Un cas problématique en Géorgie

Stephan Auerbach se souvient d’un cas auquel il a eu affaire, emblématique des problèmes que pose la maternité de substitution. «Il s’agissait d’un couple, une Suissesse âgée et son mari d’origine étrangère, plus jeune, qui ont recouru à une mère porteuse en Géorgie», précise le responsable du secteur socio-juridique du Service social international (SSI), fondation qui intervient principalement dans des cas de conflits familiaux transnationaux et de protection internationale de l’enfant.
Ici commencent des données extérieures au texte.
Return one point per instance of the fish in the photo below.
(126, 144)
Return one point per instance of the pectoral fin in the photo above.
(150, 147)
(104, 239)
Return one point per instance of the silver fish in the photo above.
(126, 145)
A l’ambassade de Suisse à Tbilissi, les explications de la mère, qui affirmait avoir accouché de façon prématurée lors de vacances en Géorgie, étaient tout de suite jugées non crédibles en raison de son âge avancé. Le cas a été signalé aux autorités cantonales compétentes pour clarifier la question des droits parentaux. Pendant plusieurs semaines, le couple a dû rester à Tbilissi. L’enfant était apatride. Un passeport suisse provisoire lui a finalement été délivré, «le dernier concernant une mère porteuse», promettait l’ambassadeur de l’époque, dans un reportage diffusé par la Télévision suisse alémanique.
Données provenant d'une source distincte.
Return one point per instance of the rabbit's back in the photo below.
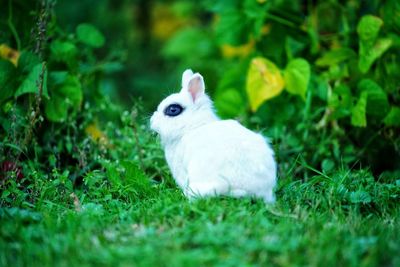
(229, 156)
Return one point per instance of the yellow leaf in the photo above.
(9, 54)
(229, 51)
(264, 81)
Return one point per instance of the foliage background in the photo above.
(79, 80)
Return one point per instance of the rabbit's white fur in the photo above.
(208, 156)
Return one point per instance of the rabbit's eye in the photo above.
(173, 110)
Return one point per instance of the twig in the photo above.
(12, 27)
(136, 135)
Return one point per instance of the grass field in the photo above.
(346, 219)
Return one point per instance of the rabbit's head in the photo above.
(183, 111)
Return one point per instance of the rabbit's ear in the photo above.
(187, 74)
(196, 86)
Une fois en Suisse, la fillette a été retirée à ses parents pendant quelque temps, les «capacités parentales» du couple ayant été mises en doute. Stephan Auerbach: «Le SSI a été contacté à ce moment-là par les autorités de protection de l’enfant du canton où vivait le couple, avec pour mandat d’obtenir des précisions sur la mère biologique – celle qui a accouché –, considérée de facto par la Suisse comme la mère juridique. En clair, il fallait être certain qu’elle renonce à ses droits parentaux. Car, pour les autorités suisses, c’est cette femme qui était, à l’état civil, inscrite comme étant la vraie mère de l’enfant.» Mais retrouver sa trace n’a pas été évident. Le SSI l’a fait à travers des partenaires sur place.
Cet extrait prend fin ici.